The Best Chamber Music/Small Ensemble Performance category is full of surprises. Americana is a collection of 20th-century American music performed by the Modern Mandolin Quartet. If you don't think of the mandolin as an instrument that can hold its own on the concert stage, this group should change your mind. My personal favorite is their arrangement of "Cool" from "West Side Story" by Leonard Bernstein. The ZOFO Duet (pianists Eva-Maria Zimmermann and Keisuke Nakagoshi) breathe new life into the four-hand piano repertoire with their album Mind Meld, and the Los Angeles Percussion Quartet offers Rupa-Khandha, a collection of exciting recent percussion works by current composers.

The Best Classical Vocal Solo category showcases the female voice: Natalie Dessay sings Debussy on Clair De Lune; Joyce DiDonato joins her hometown Kansas City Symphony for Homecoming; Ute Lemper brings classic torch songs to life on Paris Days, Berlin Nights; Renée Fleming sings French music of the 20th century on Poèmes; and Anne Sofie Von Otter highlights baroque repertoire on Sogno Barocco.

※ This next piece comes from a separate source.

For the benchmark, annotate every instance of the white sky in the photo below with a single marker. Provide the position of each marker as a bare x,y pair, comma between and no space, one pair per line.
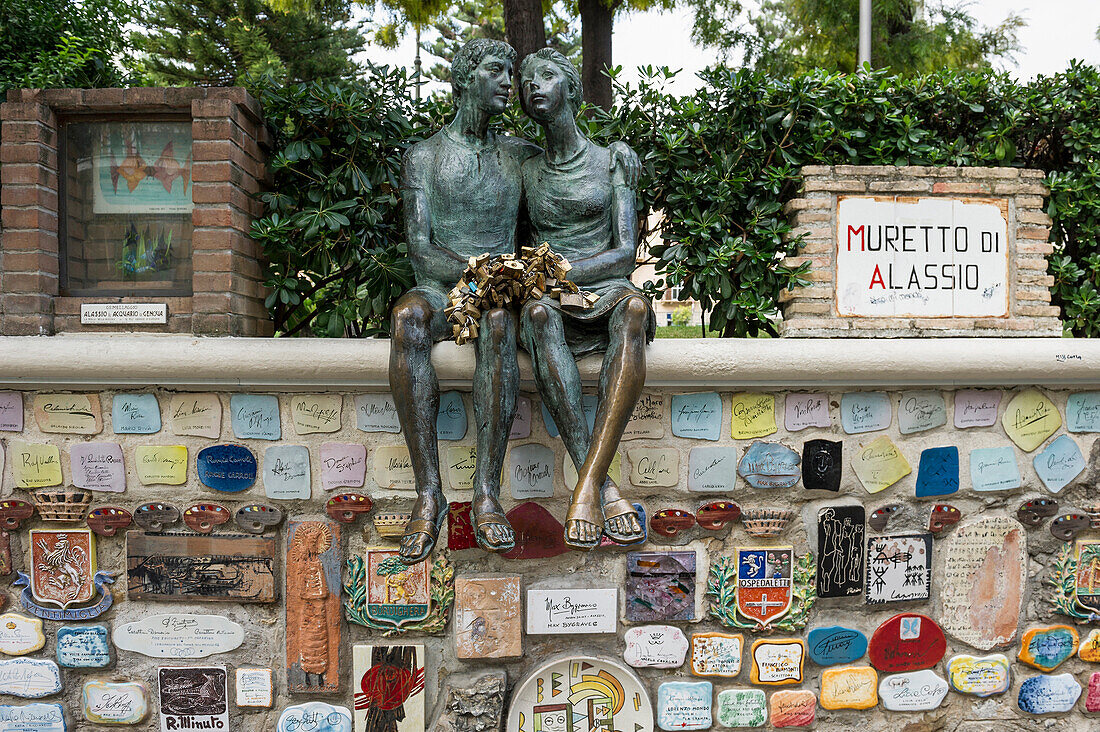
1057,31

The Best Contemporary Classical Composition category features composers from the United States (Stephen Hartke and Steven Stucky), Cuba (Tania León), Latvia (Prauliņš) and Finland (Einojuhani Rautavaara).

There's plenty here to keep classical fans of all stripes fascinated for another GRAMMY season. I know I'm looking forward to learning more about these recordings, and I am looking forward to when the winners are announced on Feb. 10.